People evacuated from a danger zone around Japan's damaged Fukushima nuclear plant may need to stay away for many months, but experts say there are ways to make their return swifter and easier.

Radiation levels in the area now are higher than normal and could increase risks to long-term health, but so-called remediation methods, such as deep-ploughing the soil, removing topsoil altogether and choosing crops and ways of farming that don't pick up much radioactivity, can cut the risk of harm.

Tens of thousands of people, including farmers and their families, have been evacuated from a 20-km (12-mile) exclusion zone around the stricken Fukushima plant, and another 130,000 who live in a 10 km (6-mile) band beyond the exclusion zone have been advised either to leave or stay indoors.

Assuming no drastic worsening of leaks from the tsunami- and quake-damaged plant, there will be no long-term exclusion zone like that around Chernobyl in Ukraine, the site of the world's worst nuclear disaster in 1986.

"The worst-case scenario in terms of people re-occupying the area is that people might be able to go back within months," said Steve Jones, an independent nuclear and environmental consultant.

"There's likely to be an extended ban on food production within the affected sector - of about 20 to 30 km out - that might persist for some time. But there is then also the option of applying all sorts of remedial measures."

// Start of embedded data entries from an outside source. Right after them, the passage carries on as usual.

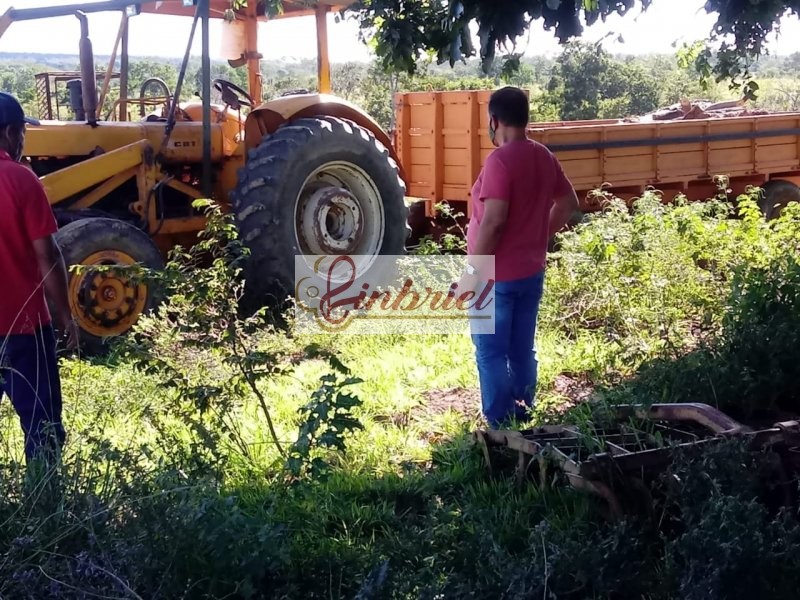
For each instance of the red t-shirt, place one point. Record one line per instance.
(25, 216)
(529, 177)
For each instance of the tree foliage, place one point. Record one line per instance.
(402, 30)
(589, 83)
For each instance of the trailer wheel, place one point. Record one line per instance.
(106, 304)
(776, 195)
(317, 186)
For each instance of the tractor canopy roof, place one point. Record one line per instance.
(221, 9)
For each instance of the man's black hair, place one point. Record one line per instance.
(509, 105)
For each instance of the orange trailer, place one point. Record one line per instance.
(442, 141)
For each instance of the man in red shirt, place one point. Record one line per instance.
(520, 200)
(31, 266)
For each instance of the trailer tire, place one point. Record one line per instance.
(317, 186)
(106, 305)
(776, 194)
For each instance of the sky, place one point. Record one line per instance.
(657, 30)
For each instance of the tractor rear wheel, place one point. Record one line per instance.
(106, 304)
(317, 186)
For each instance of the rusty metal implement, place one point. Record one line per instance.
(636, 443)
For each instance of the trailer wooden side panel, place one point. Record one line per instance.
(443, 141)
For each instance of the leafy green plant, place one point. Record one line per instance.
(326, 420)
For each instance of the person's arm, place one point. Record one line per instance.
(496, 197)
(54, 273)
(40, 225)
(493, 225)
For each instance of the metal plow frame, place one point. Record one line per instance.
(621, 453)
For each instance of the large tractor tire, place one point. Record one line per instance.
(776, 194)
(106, 304)
(316, 187)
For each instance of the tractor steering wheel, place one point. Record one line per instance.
(232, 94)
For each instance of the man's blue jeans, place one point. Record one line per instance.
(29, 376)
(507, 359)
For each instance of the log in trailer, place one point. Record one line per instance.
(442, 141)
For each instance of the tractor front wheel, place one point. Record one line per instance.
(316, 187)
(105, 302)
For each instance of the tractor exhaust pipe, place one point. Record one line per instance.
(88, 76)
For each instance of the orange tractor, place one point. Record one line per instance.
(306, 174)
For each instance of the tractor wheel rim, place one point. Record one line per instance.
(339, 211)
(105, 303)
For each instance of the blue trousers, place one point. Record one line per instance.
(29, 376)
(507, 365)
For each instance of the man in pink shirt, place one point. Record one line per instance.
(33, 271)
(520, 200)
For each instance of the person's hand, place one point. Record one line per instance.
(69, 330)
(467, 283)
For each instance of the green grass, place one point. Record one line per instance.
(636, 305)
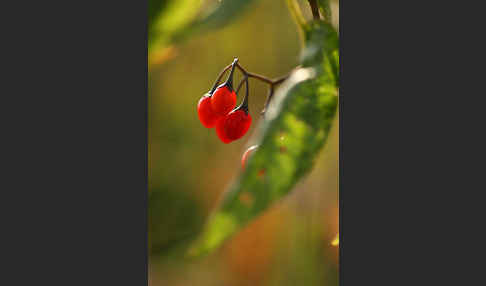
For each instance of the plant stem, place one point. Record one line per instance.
(315, 9)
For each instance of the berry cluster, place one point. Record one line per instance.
(217, 109)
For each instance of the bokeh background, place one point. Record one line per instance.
(189, 168)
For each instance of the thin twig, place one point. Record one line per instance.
(267, 102)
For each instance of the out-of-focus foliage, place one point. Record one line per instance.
(297, 125)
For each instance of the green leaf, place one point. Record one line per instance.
(295, 128)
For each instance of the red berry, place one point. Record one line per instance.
(247, 154)
(234, 125)
(220, 131)
(206, 115)
(223, 100)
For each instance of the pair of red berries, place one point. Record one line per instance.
(217, 109)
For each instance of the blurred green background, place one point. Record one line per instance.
(189, 167)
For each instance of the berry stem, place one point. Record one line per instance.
(229, 81)
(315, 9)
(267, 102)
(216, 83)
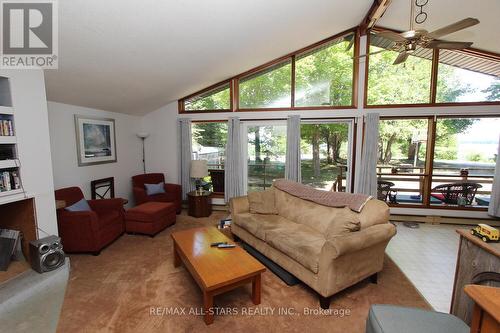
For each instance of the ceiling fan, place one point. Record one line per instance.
(406, 42)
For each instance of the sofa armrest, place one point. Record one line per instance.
(140, 195)
(239, 205)
(106, 204)
(358, 240)
(77, 221)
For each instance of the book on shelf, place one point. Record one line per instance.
(9, 180)
(10, 242)
(6, 127)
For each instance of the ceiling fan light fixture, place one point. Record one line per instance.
(411, 47)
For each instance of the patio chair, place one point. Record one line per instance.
(383, 189)
(449, 193)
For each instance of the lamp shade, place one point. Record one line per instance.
(199, 169)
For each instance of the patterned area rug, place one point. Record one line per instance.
(133, 287)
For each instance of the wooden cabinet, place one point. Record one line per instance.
(199, 205)
(478, 263)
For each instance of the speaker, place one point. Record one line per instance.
(46, 254)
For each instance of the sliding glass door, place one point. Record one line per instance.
(266, 152)
(326, 150)
(326, 153)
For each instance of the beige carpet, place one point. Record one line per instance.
(120, 290)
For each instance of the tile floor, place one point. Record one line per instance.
(427, 256)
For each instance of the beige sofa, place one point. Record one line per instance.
(315, 243)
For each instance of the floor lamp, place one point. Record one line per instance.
(143, 136)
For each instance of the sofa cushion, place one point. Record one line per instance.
(149, 211)
(325, 220)
(108, 217)
(262, 202)
(152, 189)
(258, 224)
(300, 242)
(343, 221)
(79, 206)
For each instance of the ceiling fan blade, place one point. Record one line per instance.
(436, 44)
(391, 35)
(372, 53)
(465, 23)
(401, 58)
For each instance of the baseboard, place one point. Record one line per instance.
(442, 219)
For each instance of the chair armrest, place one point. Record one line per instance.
(358, 240)
(140, 195)
(106, 204)
(239, 205)
(81, 220)
(176, 189)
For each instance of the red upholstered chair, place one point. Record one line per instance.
(173, 192)
(89, 231)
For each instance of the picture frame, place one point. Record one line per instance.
(95, 140)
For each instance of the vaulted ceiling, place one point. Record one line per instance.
(136, 56)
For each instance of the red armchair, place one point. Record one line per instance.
(173, 192)
(89, 231)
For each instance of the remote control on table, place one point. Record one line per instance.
(226, 246)
(217, 244)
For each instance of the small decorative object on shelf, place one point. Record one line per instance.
(485, 232)
(6, 127)
(9, 180)
(199, 204)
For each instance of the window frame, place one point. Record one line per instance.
(182, 102)
(234, 81)
(434, 77)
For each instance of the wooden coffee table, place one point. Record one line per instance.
(215, 270)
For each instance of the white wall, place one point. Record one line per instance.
(32, 131)
(64, 154)
(161, 145)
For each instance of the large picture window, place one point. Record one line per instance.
(458, 174)
(213, 99)
(266, 154)
(209, 143)
(462, 76)
(465, 78)
(270, 88)
(401, 166)
(321, 75)
(324, 76)
(326, 155)
(464, 161)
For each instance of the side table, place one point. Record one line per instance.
(199, 204)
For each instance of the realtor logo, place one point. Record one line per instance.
(29, 34)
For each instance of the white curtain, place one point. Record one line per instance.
(292, 162)
(185, 156)
(366, 180)
(494, 206)
(234, 185)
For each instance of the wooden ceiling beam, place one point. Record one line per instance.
(376, 11)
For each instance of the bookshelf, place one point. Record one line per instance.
(10, 181)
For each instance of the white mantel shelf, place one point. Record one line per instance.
(8, 139)
(6, 110)
(4, 164)
(13, 196)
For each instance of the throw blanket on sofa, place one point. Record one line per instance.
(355, 202)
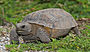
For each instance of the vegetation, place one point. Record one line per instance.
(14, 11)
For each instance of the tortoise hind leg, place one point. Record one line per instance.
(76, 30)
(14, 36)
(42, 34)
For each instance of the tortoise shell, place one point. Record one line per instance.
(53, 18)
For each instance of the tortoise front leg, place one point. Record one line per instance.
(42, 34)
(14, 36)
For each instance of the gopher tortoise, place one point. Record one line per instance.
(45, 24)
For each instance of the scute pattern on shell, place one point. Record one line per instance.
(53, 18)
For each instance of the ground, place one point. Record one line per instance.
(69, 43)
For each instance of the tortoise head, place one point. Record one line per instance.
(23, 28)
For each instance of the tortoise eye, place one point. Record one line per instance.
(23, 26)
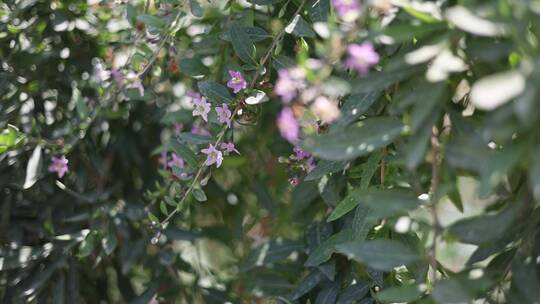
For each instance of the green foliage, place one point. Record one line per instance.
(422, 184)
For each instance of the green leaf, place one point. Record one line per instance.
(328, 294)
(325, 167)
(270, 252)
(401, 294)
(353, 108)
(152, 21)
(353, 293)
(193, 67)
(196, 9)
(307, 284)
(215, 92)
(300, 28)
(243, 45)
(256, 34)
(185, 153)
(484, 228)
(109, 242)
(383, 203)
(356, 140)
(318, 10)
(379, 254)
(194, 139)
(9, 138)
(32, 168)
(369, 169)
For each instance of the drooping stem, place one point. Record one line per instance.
(435, 168)
(222, 132)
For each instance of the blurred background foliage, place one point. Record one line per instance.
(440, 205)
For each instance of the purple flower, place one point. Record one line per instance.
(213, 156)
(162, 160)
(201, 108)
(310, 165)
(348, 10)
(178, 128)
(288, 83)
(176, 161)
(301, 154)
(228, 148)
(294, 181)
(237, 81)
(361, 57)
(135, 82)
(288, 126)
(224, 115)
(59, 165)
(118, 77)
(100, 73)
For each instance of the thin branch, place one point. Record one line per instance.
(219, 139)
(435, 169)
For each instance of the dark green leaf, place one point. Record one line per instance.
(359, 139)
(242, 43)
(379, 254)
(215, 92)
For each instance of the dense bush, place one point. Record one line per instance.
(272, 151)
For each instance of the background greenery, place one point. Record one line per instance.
(439, 206)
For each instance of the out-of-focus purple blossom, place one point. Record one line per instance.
(228, 148)
(59, 165)
(237, 81)
(100, 73)
(310, 165)
(361, 57)
(288, 125)
(176, 161)
(135, 82)
(213, 156)
(289, 82)
(348, 10)
(178, 127)
(118, 77)
(199, 130)
(294, 181)
(300, 154)
(224, 114)
(162, 160)
(201, 108)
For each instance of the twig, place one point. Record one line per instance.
(435, 168)
(224, 129)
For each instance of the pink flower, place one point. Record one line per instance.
(176, 161)
(237, 81)
(118, 77)
(199, 130)
(288, 126)
(224, 115)
(228, 148)
(348, 10)
(178, 128)
(288, 83)
(162, 160)
(201, 108)
(310, 165)
(294, 181)
(361, 57)
(136, 82)
(213, 156)
(300, 154)
(59, 165)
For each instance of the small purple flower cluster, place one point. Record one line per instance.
(59, 166)
(300, 162)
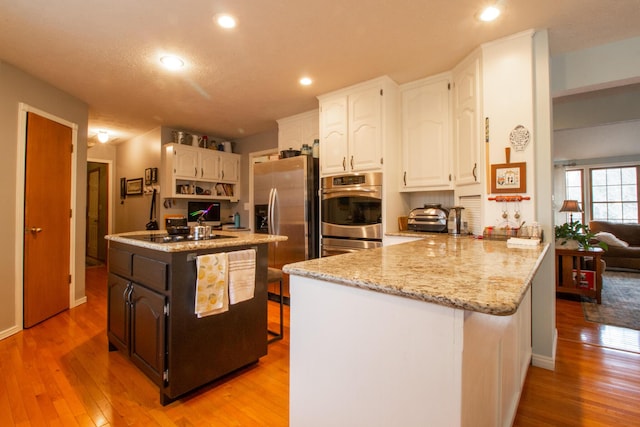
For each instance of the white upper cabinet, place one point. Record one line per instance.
(200, 173)
(466, 107)
(425, 127)
(296, 130)
(351, 128)
(229, 167)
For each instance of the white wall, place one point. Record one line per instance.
(17, 86)
(603, 66)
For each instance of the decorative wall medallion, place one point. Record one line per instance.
(519, 138)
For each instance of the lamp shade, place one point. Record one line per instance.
(570, 206)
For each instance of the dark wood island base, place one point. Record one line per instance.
(152, 320)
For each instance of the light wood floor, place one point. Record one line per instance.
(60, 373)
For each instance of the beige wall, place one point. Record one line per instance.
(18, 87)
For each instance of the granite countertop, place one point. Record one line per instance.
(464, 272)
(238, 238)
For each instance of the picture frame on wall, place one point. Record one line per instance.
(134, 187)
(509, 178)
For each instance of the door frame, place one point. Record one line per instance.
(111, 186)
(23, 109)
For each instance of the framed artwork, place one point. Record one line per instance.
(134, 187)
(150, 176)
(509, 178)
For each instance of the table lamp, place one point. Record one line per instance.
(570, 206)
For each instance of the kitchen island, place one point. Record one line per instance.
(152, 302)
(431, 332)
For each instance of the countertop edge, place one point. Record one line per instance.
(239, 238)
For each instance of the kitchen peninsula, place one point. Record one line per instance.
(151, 309)
(432, 332)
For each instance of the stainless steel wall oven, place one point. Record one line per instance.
(351, 212)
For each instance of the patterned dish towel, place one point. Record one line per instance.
(211, 284)
(242, 275)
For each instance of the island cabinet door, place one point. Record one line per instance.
(118, 313)
(148, 325)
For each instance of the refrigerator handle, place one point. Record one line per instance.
(276, 213)
(270, 213)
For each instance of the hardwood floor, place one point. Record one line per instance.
(60, 373)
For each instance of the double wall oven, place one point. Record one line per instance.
(351, 213)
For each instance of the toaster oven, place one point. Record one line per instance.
(429, 218)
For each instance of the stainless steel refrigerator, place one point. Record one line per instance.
(286, 203)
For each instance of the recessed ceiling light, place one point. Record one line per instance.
(490, 13)
(172, 62)
(103, 136)
(225, 20)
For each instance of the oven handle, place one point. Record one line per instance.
(343, 190)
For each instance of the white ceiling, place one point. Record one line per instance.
(238, 82)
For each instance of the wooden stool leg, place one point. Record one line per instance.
(278, 336)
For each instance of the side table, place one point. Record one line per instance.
(572, 275)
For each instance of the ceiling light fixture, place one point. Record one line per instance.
(172, 62)
(490, 13)
(225, 21)
(103, 136)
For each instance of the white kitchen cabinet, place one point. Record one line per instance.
(296, 130)
(466, 130)
(425, 127)
(191, 172)
(352, 123)
(229, 167)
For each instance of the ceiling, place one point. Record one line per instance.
(237, 82)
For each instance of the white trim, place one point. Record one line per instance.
(23, 109)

Experts say the key to the future of the current exclusion zone will be levels of radioactive cesium 137, which has a half-life of 30 years. That means that its radioactivity drops by 50 per cent every three decades.

Both cesium 137 and another radionuclide, iodine 131, have been detected in crops, in the soil and in milk produced in the area close to the plant. Yet experts say there is no reason this should make the area a no-go zone forever.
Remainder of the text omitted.